さらに、この発明は梁の側面に側面補強板を溶接して、例えばH形鋼の梁ではウェブに側面補強板を溶接して梁の端部付近の断面性能を上げる構成であるため、大地震時等に、側面補強板よりも先に梁母材で損傷させることができ、破壊性状が安定し易い。従来のようなフランジを補強するプレートを中心として損傷させる構成では、溶接部が損傷する部分に含まれるが、この発明では溶接部を回避して損傷させるような設計が可能である。

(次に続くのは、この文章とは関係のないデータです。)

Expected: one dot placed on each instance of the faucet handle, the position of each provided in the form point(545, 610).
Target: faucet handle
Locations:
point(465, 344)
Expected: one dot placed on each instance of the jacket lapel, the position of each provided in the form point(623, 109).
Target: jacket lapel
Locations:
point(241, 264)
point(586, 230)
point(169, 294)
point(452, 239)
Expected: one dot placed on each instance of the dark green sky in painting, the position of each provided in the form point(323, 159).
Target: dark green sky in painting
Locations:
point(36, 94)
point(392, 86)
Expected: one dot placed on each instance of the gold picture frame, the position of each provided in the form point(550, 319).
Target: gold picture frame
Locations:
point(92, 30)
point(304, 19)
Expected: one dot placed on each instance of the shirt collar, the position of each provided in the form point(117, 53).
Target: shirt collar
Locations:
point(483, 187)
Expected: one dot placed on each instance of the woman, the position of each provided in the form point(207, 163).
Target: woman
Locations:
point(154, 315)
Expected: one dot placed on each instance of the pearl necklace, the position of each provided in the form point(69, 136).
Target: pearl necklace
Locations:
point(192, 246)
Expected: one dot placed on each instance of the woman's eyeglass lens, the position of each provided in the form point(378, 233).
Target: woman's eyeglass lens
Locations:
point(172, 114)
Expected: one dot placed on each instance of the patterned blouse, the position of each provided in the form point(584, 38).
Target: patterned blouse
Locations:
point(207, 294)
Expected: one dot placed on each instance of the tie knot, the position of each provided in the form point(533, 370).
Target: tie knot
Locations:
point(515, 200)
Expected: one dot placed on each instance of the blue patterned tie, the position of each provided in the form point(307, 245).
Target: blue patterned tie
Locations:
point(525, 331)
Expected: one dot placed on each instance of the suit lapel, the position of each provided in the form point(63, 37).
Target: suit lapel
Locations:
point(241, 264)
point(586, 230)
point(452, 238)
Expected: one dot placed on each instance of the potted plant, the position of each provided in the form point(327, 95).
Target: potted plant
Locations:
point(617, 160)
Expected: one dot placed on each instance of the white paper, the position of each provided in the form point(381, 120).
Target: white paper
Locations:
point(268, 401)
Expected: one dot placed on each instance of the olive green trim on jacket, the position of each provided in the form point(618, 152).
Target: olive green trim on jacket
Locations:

前述のように、側面補強板の断面性能は梁せい方向の大きさの2乗に比例するため、三角形の側面補強板を用いた場合、補強した部分の断面性能は放物線形状となる。そのため、加工し易い直線形状で形成される三角形のプレートを用いることで、力学的には適度なR形状を実現することができる。この性質を利用することで、従来の梁のフランジにプレート補強する構成ではこれまで課題であった、梁の断面性能が急激に変化する状態を、簡易な構成で解決することができる。
上記の作用は側面補強板が三角形である場合につき説明したが、三角形状の先端部分は補強効果が小さいため、条件にもよるが、台形状とすることで、梁を補強する長さを小さくすることによって、より省スペースで補強することができる。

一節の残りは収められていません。